As described above, according to the present invention, as the frequency of the input vertical synchronization signal becomes 50 Hz / 60 Hz in the vertical deflection circuit, the value of the variable resistor for vertical oscillation frequency adjustment and the variable resistor for vertical size adjustment is changed to the vertical synchronization signal of the corresponding frequency.
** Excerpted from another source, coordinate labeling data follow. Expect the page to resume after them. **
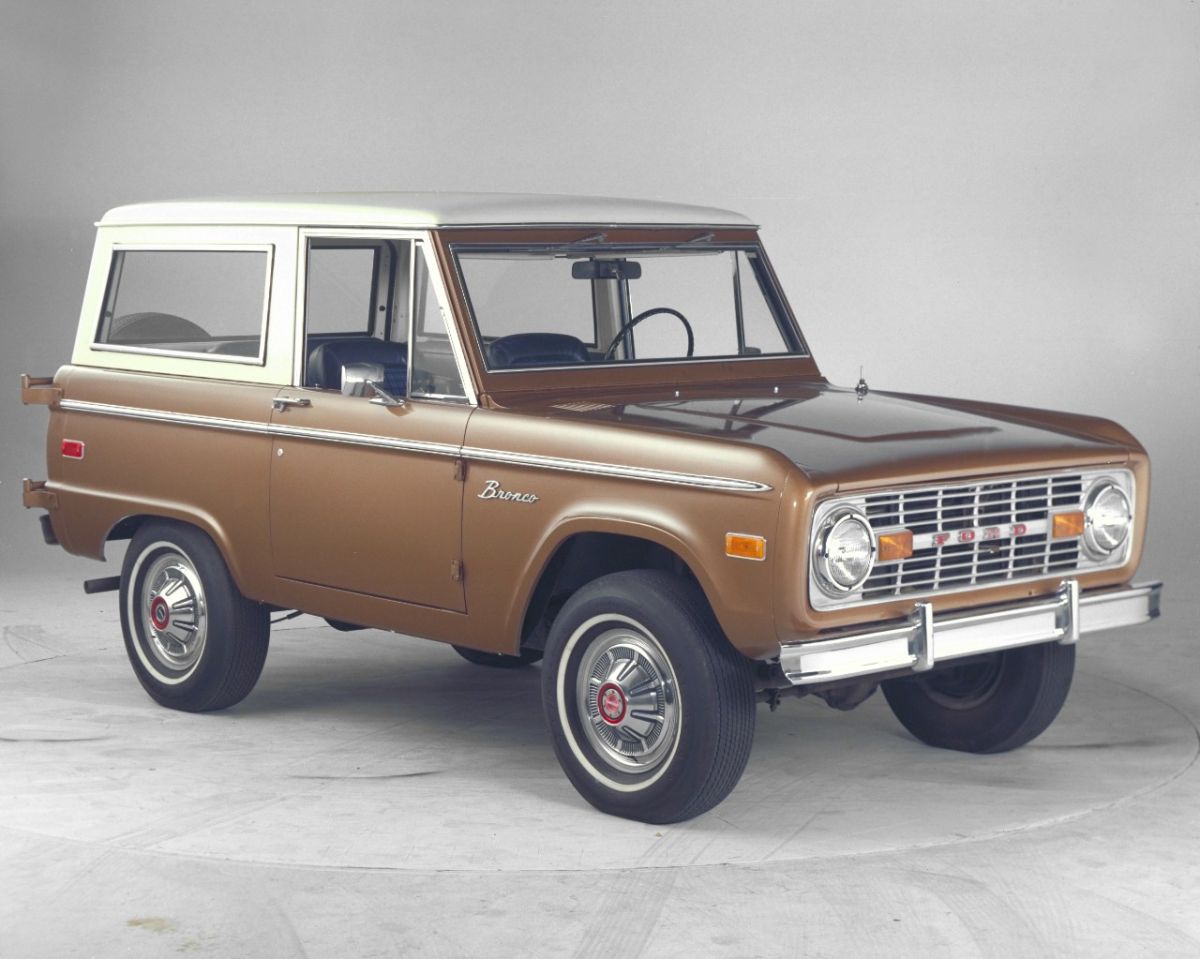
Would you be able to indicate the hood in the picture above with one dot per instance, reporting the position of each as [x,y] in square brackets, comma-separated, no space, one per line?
[833,433]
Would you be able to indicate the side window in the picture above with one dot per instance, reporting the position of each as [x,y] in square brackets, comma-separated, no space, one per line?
[355,311]
[341,283]
[760,330]
[435,370]
[207,303]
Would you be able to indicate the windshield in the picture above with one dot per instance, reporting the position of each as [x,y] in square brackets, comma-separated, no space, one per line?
[543,306]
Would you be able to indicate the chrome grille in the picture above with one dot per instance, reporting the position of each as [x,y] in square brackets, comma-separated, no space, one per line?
[1006,523]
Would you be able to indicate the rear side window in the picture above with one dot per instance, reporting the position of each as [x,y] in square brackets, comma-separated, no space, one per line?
[202,303]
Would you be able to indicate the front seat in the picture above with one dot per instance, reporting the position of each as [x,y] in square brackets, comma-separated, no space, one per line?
[537,349]
[327,360]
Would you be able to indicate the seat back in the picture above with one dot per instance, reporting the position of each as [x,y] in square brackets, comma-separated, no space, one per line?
[537,349]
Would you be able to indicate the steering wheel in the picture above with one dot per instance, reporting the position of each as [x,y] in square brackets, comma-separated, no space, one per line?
[645,315]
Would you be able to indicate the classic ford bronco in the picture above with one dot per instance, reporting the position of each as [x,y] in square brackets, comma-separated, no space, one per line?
[573,430]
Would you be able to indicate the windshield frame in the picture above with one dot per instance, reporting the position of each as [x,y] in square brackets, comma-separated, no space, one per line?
[715,370]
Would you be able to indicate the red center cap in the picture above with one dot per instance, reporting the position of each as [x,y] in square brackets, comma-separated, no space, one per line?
[612,703]
[160,613]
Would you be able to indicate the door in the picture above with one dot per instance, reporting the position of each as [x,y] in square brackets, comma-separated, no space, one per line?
[365,490]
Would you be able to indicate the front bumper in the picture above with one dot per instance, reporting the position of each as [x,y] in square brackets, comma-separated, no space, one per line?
[925,640]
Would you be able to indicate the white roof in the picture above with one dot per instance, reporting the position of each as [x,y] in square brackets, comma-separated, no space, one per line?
[420,210]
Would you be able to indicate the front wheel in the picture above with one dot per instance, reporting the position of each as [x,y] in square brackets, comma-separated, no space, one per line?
[195,641]
[991,705]
[651,711]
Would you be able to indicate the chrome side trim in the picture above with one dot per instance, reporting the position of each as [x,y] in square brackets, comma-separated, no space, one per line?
[925,640]
[415,445]
[163,415]
[611,469]
[365,439]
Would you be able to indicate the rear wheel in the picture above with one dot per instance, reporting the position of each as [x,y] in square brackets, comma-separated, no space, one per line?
[196,643]
[991,705]
[651,711]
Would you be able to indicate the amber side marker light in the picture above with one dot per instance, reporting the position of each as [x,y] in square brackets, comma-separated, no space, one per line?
[895,546]
[745,546]
[1067,525]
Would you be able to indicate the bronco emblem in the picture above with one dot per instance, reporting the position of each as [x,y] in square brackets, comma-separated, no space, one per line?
[492,491]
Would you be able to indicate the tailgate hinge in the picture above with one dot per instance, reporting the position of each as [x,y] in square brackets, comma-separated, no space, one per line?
[35,495]
[39,390]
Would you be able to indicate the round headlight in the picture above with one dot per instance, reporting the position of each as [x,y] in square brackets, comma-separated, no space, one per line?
[844,552]
[1107,519]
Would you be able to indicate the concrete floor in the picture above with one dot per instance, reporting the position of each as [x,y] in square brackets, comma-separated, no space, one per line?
[379,796]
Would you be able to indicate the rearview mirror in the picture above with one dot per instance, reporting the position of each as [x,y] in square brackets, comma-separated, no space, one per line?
[606,269]
[359,378]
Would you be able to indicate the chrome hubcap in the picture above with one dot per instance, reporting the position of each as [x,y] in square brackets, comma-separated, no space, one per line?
[174,613]
[628,700]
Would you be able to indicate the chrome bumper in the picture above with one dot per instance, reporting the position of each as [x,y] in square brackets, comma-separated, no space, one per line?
[925,640]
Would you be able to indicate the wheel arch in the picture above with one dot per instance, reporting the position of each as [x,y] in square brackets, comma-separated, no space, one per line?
[582,550]
[126,527]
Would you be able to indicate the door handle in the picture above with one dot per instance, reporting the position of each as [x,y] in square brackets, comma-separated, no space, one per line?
[282,402]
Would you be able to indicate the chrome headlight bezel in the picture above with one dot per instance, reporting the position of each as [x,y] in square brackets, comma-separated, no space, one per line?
[840,517]
[1093,541]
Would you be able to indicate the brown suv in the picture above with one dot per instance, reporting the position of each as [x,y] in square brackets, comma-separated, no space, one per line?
[569,429]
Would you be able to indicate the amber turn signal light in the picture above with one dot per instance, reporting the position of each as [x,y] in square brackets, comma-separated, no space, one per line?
[745,546]
[1067,525]
[895,546]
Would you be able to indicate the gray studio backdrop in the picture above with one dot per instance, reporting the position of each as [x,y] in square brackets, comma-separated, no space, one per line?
[978,199]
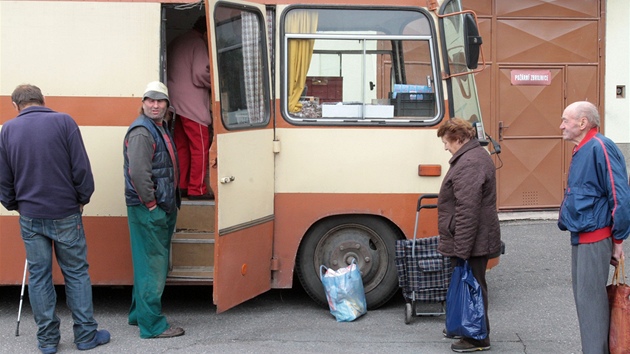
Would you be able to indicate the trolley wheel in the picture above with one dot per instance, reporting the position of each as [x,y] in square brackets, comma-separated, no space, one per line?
[408,313]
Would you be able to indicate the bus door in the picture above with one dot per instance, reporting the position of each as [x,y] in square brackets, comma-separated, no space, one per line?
[243,171]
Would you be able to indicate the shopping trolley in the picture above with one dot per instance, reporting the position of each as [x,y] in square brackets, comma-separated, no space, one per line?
[423,273]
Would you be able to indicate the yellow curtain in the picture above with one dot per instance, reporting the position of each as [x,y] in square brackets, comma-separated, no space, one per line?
[300,53]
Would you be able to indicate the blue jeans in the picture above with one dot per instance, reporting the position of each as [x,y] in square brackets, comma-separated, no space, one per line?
[68,238]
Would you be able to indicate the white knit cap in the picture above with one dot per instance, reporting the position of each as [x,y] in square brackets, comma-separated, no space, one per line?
[156,90]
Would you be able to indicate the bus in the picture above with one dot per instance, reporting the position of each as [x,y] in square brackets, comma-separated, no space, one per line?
[324,129]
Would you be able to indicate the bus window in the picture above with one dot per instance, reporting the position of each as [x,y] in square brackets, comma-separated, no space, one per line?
[242,68]
[462,89]
[358,67]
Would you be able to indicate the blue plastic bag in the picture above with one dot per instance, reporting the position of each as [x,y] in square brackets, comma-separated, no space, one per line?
[344,292]
[465,315]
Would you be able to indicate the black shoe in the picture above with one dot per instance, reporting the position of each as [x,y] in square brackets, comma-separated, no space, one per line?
[446,335]
[207,196]
[462,346]
[171,332]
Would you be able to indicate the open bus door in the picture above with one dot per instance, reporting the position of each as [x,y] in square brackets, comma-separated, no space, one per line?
[242,153]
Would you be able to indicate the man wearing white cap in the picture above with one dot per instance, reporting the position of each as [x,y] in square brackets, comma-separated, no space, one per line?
[152,198]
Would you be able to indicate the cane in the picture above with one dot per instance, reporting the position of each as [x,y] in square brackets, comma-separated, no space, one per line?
[17,329]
The correct vertical oscillation frequency and the vertical size are automatically adjusted to solve the inconvenience of manually adjusting the frequency selection, and the unification of the circuit has the effect of simplifying the circuit configuration and reducing the cost.

Claims (1)

The vertical synchronous signal input terminal Sv is connected to the base of the transistor TR ₁ through the resistor R ₁ and the capacitor C ₁ , and one side of the emitter is connected to the power supply terminal B ⁺ through the resistor R ₆ . In the vertical oscillation frequency and vertical size control circuit connected to the vertical oscillation output terminal So via a capacitor C ₁ and a variable resistor VR ₂ connected to the vertical oscillation signal input terminal, the vertical synchronous signal input terminal Sv is a resistor R. ₇ ) and the capacitor C ₇ are connected to the base of the transistor TR ₂ , and its emitter is connected to the capacitor C ₅ , one side of which is connected to the power supply terminal B ⁺ , and the connection point thereof is the capacitor C ₆ . , Through the diode (D ₃ ) and the ground capacitor (C ₇ ) is connected to the inverting input terminal of the comparator (OP ₁ ), its output terminal through the reverse diode (D ₁ ) and then the variable resistor (VR ₃ ) (VR ₄ ) through vertical to pearl, it characterized in that the configuration, each connected to the resistor (R ₁₎ and a capacitor (C ₁₎ and connection points perpendicular oscillation output terminal (So) And can automatically adjust the vertical size of the circuit.